The wind off the peaks tasted like rust.
Daniel knelt by the first wooden stake.
He reached out, his fingers brushing the ruined academy badge pinned to the wood.
The metal was pitted with corrosion.
It didn't feel cold like his own.
It felt dead.
"How many?" Lily asked.
Her voice was barely a whisper, swallowed instantly by the vast emptiness of the valley.
Daniel didn't count them.
He didn't want to.
There were dozens stretching up the path, like a graveyard of failed promises.
"All of them," Daniel said.
He stood up, wiping the gray grime from his fingertips onto his trousers.
Behind them, the path back to the academy was gone, hidden by a thick, unnatural fog.
The only way was forward.
Into the Ashen Mountains.
They walked for hours in silence.
The ground beneath their boots grew brittle, cracking like old bone with every step.
Lily kept her hand near her weapon hilt.
Every shadow looked like a threat.
Every silhouette of jagged rock looked like a crouching horror.
"Daniel," she said, stopping suddenly.
He paused, looking back over his shoulder.
"Look at the sky."
Daniel looked up.
The bruised-iron clouds weren't moving.
They were swirling in a slow, tight circle directly above the highest peak.
Like a whirlpool.
"The air is changing," Lily said, her grip tightening on her blade. "It's too quiet."
She was right.
In the lowlands, there was always the sound of shifting gravel or distant wind.
Here, the silence was absolute.
It pressed against their ears until the sound of their own heartbeats felt dangerously loud.

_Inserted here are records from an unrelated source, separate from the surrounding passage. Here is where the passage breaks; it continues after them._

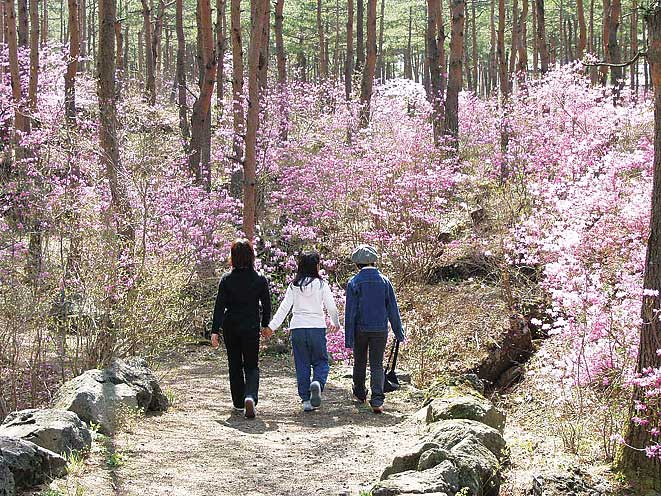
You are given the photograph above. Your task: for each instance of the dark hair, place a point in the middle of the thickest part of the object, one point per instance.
(308, 269)
(242, 255)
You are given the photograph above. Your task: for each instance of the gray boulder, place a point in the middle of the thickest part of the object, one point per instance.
(99, 396)
(55, 430)
(96, 399)
(456, 404)
(455, 455)
(135, 372)
(7, 485)
(29, 464)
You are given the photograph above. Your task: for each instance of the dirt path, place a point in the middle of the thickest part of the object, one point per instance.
(200, 447)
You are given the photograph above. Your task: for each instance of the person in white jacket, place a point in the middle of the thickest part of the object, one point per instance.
(306, 297)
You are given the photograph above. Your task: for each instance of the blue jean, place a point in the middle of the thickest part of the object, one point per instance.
(309, 346)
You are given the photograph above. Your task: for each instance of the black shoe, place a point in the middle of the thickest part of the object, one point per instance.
(250, 407)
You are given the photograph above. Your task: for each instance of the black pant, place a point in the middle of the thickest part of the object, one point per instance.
(374, 344)
(242, 359)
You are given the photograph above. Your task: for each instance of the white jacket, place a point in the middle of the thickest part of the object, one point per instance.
(308, 303)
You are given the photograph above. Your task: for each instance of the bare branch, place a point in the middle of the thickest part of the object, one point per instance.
(625, 64)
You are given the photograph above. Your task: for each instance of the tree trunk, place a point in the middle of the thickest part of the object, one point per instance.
(236, 186)
(634, 45)
(360, 36)
(150, 86)
(348, 65)
(454, 78)
(367, 82)
(201, 115)
(613, 46)
(23, 27)
(380, 65)
(252, 122)
(323, 62)
(181, 75)
(582, 35)
(502, 58)
(44, 23)
(221, 48)
(21, 123)
(433, 62)
(280, 44)
(523, 42)
(476, 82)
(514, 48)
(72, 64)
(541, 37)
(34, 55)
(632, 458)
(408, 56)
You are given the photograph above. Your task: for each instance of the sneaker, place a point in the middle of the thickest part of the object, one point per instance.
(315, 394)
(250, 407)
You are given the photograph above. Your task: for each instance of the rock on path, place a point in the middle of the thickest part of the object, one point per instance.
(200, 447)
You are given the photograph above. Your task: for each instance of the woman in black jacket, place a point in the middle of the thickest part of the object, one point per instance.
(241, 293)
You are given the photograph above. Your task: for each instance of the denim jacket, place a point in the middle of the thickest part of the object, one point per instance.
(370, 304)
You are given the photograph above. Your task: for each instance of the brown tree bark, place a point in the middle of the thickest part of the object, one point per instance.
(523, 41)
(360, 35)
(252, 121)
(72, 64)
(614, 53)
(476, 84)
(455, 72)
(23, 26)
(582, 34)
(634, 45)
(380, 64)
(434, 64)
(21, 122)
(632, 458)
(221, 48)
(408, 56)
(44, 22)
(367, 82)
(34, 55)
(323, 62)
(348, 64)
(516, 33)
(201, 115)
(541, 38)
(181, 75)
(281, 57)
(500, 51)
(150, 75)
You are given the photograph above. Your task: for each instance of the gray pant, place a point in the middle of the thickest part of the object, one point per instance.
(374, 345)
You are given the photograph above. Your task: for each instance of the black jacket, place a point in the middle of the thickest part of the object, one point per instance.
(240, 294)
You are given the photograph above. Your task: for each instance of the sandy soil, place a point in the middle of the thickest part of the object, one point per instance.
(200, 447)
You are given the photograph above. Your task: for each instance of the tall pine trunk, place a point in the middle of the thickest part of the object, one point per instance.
(201, 116)
(252, 122)
(72, 64)
(455, 72)
(236, 186)
(632, 457)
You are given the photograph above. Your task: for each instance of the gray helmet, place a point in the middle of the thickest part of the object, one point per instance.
(364, 255)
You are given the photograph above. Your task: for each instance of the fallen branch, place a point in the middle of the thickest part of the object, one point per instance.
(625, 64)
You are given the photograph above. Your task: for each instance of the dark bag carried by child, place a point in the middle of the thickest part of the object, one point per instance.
(391, 382)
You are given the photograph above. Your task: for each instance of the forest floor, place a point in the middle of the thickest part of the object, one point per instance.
(201, 447)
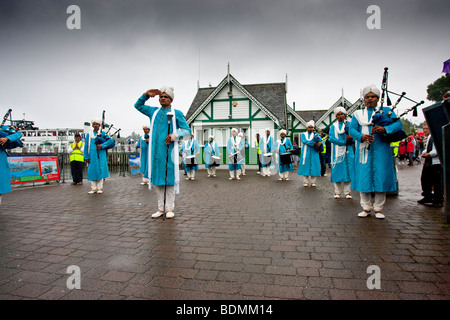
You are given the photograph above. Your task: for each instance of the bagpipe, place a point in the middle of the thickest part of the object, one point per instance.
(381, 118)
(317, 138)
(103, 137)
(8, 130)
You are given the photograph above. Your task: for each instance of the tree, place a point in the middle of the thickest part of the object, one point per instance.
(438, 88)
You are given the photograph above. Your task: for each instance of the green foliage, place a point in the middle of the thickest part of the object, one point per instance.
(438, 88)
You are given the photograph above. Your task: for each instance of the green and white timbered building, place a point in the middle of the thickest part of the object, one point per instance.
(251, 109)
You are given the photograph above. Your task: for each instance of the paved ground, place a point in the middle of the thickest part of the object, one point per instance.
(257, 238)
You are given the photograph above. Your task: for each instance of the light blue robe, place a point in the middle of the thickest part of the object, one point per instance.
(230, 149)
(190, 152)
(143, 146)
(211, 151)
(342, 171)
(98, 165)
(266, 149)
(378, 174)
(5, 175)
(159, 135)
(311, 167)
(284, 148)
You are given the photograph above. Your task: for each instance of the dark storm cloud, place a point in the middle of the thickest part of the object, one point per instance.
(125, 46)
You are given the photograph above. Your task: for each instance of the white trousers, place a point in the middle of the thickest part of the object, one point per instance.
(97, 185)
(284, 175)
(191, 174)
(242, 168)
(265, 171)
(342, 186)
(234, 174)
(377, 204)
(170, 197)
(307, 179)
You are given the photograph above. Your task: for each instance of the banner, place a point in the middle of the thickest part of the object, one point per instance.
(33, 168)
(135, 162)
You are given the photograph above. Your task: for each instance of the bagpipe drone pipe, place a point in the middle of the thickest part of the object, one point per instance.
(381, 118)
(103, 136)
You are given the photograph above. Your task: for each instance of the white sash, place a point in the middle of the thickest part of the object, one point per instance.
(338, 151)
(363, 118)
(311, 136)
(174, 154)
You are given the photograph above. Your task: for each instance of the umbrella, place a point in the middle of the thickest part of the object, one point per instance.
(446, 68)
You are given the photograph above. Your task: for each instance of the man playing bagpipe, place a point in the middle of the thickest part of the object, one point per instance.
(342, 155)
(143, 147)
(96, 144)
(374, 166)
(9, 139)
(309, 164)
(283, 147)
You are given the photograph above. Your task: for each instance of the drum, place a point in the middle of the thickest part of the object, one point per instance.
(214, 161)
(286, 158)
(267, 158)
(191, 161)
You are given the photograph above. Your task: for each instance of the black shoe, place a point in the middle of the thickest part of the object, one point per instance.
(424, 200)
(437, 204)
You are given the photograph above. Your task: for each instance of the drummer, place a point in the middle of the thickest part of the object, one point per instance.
(234, 146)
(284, 146)
(190, 149)
(266, 146)
(211, 150)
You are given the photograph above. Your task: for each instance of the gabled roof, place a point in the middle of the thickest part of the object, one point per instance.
(269, 97)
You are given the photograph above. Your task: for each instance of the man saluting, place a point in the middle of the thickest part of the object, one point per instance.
(160, 139)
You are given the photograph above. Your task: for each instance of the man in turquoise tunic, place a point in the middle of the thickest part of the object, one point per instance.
(160, 139)
(143, 147)
(283, 145)
(374, 166)
(95, 146)
(309, 164)
(190, 149)
(342, 155)
(5, 176)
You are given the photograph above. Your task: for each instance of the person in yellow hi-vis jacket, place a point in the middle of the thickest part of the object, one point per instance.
(76, 151)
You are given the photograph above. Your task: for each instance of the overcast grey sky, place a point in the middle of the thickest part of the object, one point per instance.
(62, 78)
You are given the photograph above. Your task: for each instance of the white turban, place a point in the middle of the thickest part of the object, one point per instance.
(168, 91)
(371, 88)
(340, 109)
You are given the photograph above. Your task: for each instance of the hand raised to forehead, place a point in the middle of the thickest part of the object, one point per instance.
(152, 92)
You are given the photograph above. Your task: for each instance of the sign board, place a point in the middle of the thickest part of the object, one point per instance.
(33, 168)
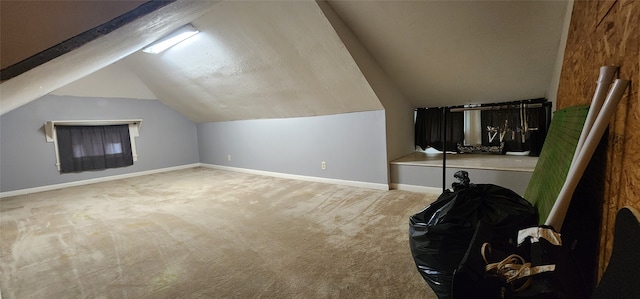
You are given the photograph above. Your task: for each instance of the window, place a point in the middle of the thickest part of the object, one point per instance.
(92, 145)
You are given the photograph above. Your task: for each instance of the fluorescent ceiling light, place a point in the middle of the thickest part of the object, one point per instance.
(172, 39)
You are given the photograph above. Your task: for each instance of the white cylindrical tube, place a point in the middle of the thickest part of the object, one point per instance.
(602, 87)
(560, 207)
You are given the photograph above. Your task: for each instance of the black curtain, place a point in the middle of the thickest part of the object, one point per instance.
(93, 147)
(428, 129)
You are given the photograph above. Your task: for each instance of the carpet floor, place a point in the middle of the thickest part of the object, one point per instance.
(205, 233)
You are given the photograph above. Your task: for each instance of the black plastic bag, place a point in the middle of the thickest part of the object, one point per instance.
(440, 234)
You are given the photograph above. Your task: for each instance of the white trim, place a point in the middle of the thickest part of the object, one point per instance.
(376, 186)
(415, 188)
(95, 180)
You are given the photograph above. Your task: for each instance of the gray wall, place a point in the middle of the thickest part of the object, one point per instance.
(353, 145)
(398, 110)
(166, 139)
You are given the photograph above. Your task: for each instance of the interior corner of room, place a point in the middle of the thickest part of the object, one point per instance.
(315, 91)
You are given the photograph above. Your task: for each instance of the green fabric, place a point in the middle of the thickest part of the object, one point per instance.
(555, 159)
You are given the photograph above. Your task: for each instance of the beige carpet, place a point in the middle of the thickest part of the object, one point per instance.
(204, 233)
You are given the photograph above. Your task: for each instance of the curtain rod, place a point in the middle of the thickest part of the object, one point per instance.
(512, 106)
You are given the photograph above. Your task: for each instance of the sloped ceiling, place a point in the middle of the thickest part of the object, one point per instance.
(267, 59)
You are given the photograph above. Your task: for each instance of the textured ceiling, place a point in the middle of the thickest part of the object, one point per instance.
(442, 53)
(264, 59)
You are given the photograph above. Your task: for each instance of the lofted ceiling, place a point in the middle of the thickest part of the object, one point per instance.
(272, 59)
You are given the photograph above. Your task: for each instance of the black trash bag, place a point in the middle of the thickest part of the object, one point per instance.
(440, 234)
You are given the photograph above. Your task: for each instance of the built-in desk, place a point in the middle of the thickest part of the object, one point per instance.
(422, 172)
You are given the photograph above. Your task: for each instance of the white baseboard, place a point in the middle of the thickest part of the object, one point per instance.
(301, 177)
(414, 188)
(91, 181)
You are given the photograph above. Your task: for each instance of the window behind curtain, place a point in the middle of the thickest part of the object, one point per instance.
(93, 147)
(428, 129)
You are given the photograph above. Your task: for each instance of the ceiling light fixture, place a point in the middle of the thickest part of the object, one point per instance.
(172, 39)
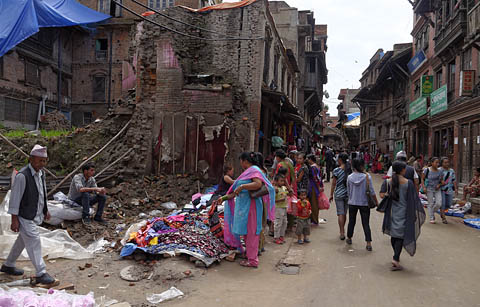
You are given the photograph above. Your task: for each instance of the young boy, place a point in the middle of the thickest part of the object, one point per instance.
(303, 217)
(281, 193)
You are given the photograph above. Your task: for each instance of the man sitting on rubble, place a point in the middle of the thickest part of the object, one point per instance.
(85, 192)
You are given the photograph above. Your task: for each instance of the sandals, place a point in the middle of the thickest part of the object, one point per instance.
(247, 264)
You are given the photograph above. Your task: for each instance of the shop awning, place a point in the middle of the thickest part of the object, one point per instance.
(20, 19)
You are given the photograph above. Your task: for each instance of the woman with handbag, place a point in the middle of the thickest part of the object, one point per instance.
(316, 195)
(404, 213)
(244, 210)
(361, 197)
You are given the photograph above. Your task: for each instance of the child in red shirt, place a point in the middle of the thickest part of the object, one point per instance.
(304, 209)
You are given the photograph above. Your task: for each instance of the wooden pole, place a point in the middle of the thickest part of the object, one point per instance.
(185, 145)
(173, 144)
(86, 161)
(196, 150)
(113, 163)
(23, 153)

Then, the badges on their chests grew burning hot.
Daniel hissed, pressing a hand over the silver emblem through his cloak.
It felt like a branding iron.
"Lily, drop to the ground," he commanded.
They threw themselves behind a shattered black boulder just as a sound tore through the valley.
It wasn't a roar.
It was a low, scraping sound—like a heavy iron chain being dragged over broken glass.
From the fog ahead, a figure emerged.
It walked slowly, its limbs jerking with an unnatural, broken rhythm.
It wore the tattered remnants of an academy cloak.
But where its face should have been, there was only empty, swirling ash.
An Ash-Walker.
And it was holding a broken academy blade.